195 ha (Ouilly-le-Tesson) dont 70 de blé tendre en 2019, 30 de betteraves (jusqu’en 2019), 30 de colza, 25 d’orge d’hiver, 7,5 d’orge de printemps, 7 de lin textile, 17,5 d’herbage (élevage de 15 vaches allaitantes) ;

1,75 ha de jachère mellifère (2 mélanges floraux) avec 2 mélanges : à 5 espèces (60 % sainfoin, 20 % mélilot, 10 % trèfle violet, 5 % minette et phacélie) et à 8 espèces (30 % sainfoin, 20 % sarrasin, 10 % mélilot, trèfle incarnat, violet et de Perse, 5 % phacélie et bourrache officinale) ;

40 ha de culture intermédiaire (phacélie-vesce) déclarées en SIE.

EN CHIFFRES

Jachère de fétuque et trèfle blanc chez Rodolphe Lormelet

117 ha (Versainville) dont 40 de blé tendre, 30 de luzerne, 20 de colza, 20 de pois de printemps, 10 d’orge d’hiver ;

6 ha déclarés SIE en jachère classique (fétuque élevée + 3 variétés de trèfle blanc) en bandes de 6 m de large : 3 km en bordure de bois, 3 ha dans les parcelles, 0,5 ha en bordures d’habitations ;

1,5 km de haies déclarées en SIE.

Une jachère avec au moins cinq espèces mellifères

La réglementation sur les SIE impose que les jachères méllifères soient composées d'un mélange d'au moins cinq espèces de dicotylédones choisies parmi une liste nationale. Le but est d’obtenir une végétation diversifiée et une floraison étalée en associant, si possible, vivaces et annuelles qui se ressèmeront chaque année. Pour une déclaration SIE dans l’année, la présence du couvert est obligatoire entre le 15 avril et le 15 octobre. L’entretien ne peut se faire que par broyage ou fauchage. Durant une période de 40 jours entre mai et juillet (les dates variant selon les départements), toute intervention est interdite sur la jachère.

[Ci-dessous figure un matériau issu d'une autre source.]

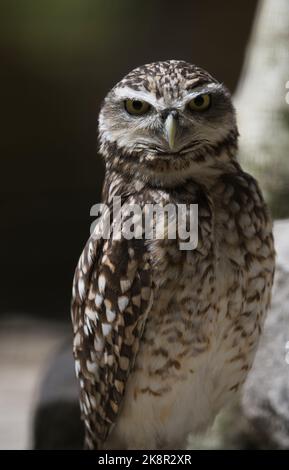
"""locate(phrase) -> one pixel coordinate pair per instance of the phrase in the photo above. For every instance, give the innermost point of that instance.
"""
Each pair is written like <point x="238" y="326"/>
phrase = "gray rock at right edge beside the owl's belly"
<point x="265" y="401"/>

Ne pas détourner les abeilles de leur tâche sur les porte-graines

Dans certains secteurs de la Beauce, près d’un tiers de l’assolement est concerné par des cultures porte-graines. « Cela peut générer des conflits avec les jachères méllifères. Les agriculteurs louent en effet des ruches pour assurer la pollinisation de leurs cultures et voient d’un mauvais œil les abeilles partir sur les jachères mellifères, souligne Jérôme Lesage, directeur de l’association Hommes et Territoires. Nous avons donc créé un mélange qui attire surtout les pollinisateurs sauvages, testé depuis trois ans et qui va être lancé en région Centre où il sera distribué par des semenciers. » Le couvert se compose d’une dizaine d’espèces telles que le sainfoin, le sarrasin, le trèfle blanc, le souci, la bourrache, l’achillée millefeuille, la luzerne, le trèfle incarnat… Avec un prix à l’hectare élevé (plus de 150 euros), des financements sont recherchés dans le cadre de projets collectifs de territoires.